The US is one of the founding members of NATO and is undoubtedly the most important military power in the alliance. Although there was significant discussion over military reductions following the unification of Germany, the hard line resurgence in the USSR quickly stymied that debate. Internationally, the US has been arguing for maintenance of Cold War commitments while many governments are more interested in the ‘Peace Dividend’ that was promised in the late ‘80s. The divergence of a hawkish response to a resurgent USSR versus isolationist voices complaining about lack of foreign spending has given rise to some ugly political situations in Washington.

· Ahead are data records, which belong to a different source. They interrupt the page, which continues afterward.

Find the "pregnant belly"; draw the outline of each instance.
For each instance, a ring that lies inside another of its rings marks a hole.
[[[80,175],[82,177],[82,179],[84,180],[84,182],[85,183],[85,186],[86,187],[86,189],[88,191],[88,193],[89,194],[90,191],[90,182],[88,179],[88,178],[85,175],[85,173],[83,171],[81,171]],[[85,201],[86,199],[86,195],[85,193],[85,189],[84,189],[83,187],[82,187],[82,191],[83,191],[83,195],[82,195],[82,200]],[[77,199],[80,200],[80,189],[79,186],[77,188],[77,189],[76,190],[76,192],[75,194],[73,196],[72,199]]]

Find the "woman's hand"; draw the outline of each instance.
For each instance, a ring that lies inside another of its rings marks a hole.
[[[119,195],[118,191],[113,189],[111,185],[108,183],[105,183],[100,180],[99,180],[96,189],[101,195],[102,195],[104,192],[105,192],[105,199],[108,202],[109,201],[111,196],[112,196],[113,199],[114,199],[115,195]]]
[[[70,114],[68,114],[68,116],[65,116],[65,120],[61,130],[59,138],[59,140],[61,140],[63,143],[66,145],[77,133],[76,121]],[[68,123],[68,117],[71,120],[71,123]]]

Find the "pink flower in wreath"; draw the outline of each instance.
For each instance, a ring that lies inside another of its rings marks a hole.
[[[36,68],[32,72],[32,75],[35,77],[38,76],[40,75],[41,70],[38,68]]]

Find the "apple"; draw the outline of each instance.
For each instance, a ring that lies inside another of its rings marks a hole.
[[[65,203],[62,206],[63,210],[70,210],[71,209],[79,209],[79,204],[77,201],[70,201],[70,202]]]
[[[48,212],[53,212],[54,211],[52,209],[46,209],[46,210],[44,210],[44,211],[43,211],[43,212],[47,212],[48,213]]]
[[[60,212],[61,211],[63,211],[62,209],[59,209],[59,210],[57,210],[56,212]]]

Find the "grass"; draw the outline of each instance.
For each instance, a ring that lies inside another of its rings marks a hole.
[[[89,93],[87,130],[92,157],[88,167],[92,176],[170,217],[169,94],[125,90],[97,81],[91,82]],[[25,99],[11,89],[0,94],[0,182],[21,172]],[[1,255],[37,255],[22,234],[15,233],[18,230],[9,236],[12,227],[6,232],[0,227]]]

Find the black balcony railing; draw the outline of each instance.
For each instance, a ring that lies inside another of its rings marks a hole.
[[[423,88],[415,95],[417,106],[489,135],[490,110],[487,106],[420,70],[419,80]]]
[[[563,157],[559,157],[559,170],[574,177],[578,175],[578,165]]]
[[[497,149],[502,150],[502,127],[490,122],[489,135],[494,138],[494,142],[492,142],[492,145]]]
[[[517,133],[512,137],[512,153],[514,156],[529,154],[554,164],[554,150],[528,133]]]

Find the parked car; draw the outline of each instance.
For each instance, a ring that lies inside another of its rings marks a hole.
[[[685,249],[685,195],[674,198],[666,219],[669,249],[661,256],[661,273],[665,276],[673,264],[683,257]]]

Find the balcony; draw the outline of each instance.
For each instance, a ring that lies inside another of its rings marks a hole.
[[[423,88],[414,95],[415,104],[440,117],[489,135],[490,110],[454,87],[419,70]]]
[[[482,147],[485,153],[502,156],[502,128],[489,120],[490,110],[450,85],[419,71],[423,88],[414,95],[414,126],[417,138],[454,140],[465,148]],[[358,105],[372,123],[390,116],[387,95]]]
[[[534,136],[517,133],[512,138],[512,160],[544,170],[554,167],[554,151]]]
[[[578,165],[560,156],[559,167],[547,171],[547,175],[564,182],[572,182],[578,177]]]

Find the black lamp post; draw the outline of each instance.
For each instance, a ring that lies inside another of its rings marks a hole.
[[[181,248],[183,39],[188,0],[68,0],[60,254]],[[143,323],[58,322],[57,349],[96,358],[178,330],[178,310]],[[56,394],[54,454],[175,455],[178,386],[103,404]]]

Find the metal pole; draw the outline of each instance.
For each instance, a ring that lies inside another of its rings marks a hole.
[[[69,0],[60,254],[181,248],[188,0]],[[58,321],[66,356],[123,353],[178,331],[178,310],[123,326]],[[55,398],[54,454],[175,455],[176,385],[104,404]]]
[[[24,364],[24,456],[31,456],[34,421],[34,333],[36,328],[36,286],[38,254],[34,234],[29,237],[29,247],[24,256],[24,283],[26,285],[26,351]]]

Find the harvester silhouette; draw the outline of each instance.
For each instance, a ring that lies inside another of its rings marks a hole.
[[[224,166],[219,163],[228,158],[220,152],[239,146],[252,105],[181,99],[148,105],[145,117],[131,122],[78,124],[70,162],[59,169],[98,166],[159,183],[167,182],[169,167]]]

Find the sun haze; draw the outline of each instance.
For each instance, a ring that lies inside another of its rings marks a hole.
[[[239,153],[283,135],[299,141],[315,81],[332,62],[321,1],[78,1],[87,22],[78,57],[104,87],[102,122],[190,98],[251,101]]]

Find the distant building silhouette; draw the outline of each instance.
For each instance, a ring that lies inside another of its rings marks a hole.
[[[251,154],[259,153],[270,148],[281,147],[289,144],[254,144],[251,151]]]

The US military has undergone some reorganization, minor reductions and adjustments but has largely maintained its Cold War capabilities. The Reagan era ‘600 Ship Navy’ is still an aspiration and very close to becoming a reality, although there are 16 Aircraft Carriers on the roster, only 13 of these are fully capable with air wings and available escorts. The US Air Force historically suffered significant cuts and base closures resulting from three rounds of BRAC (Base Realignment and Closure Commission) reviews, for the most part these do not occur. The Army has had a confusing and frustrating few years; the planned downsizing of forces in Europe after the Gulf War did, to a large extent happen, but at the same time structures in the US were bolstered and plans remain to reinforce forces in Germany.
Global commitments have generally grown over the past few years. Instead of focusing primarily on Europe, the results of the Gulf War have left significant military commitments in the Middle East and Indian Ocean area, as well as evolving problems in Central America and Africa. Although large – the US Military is stretched quite thin.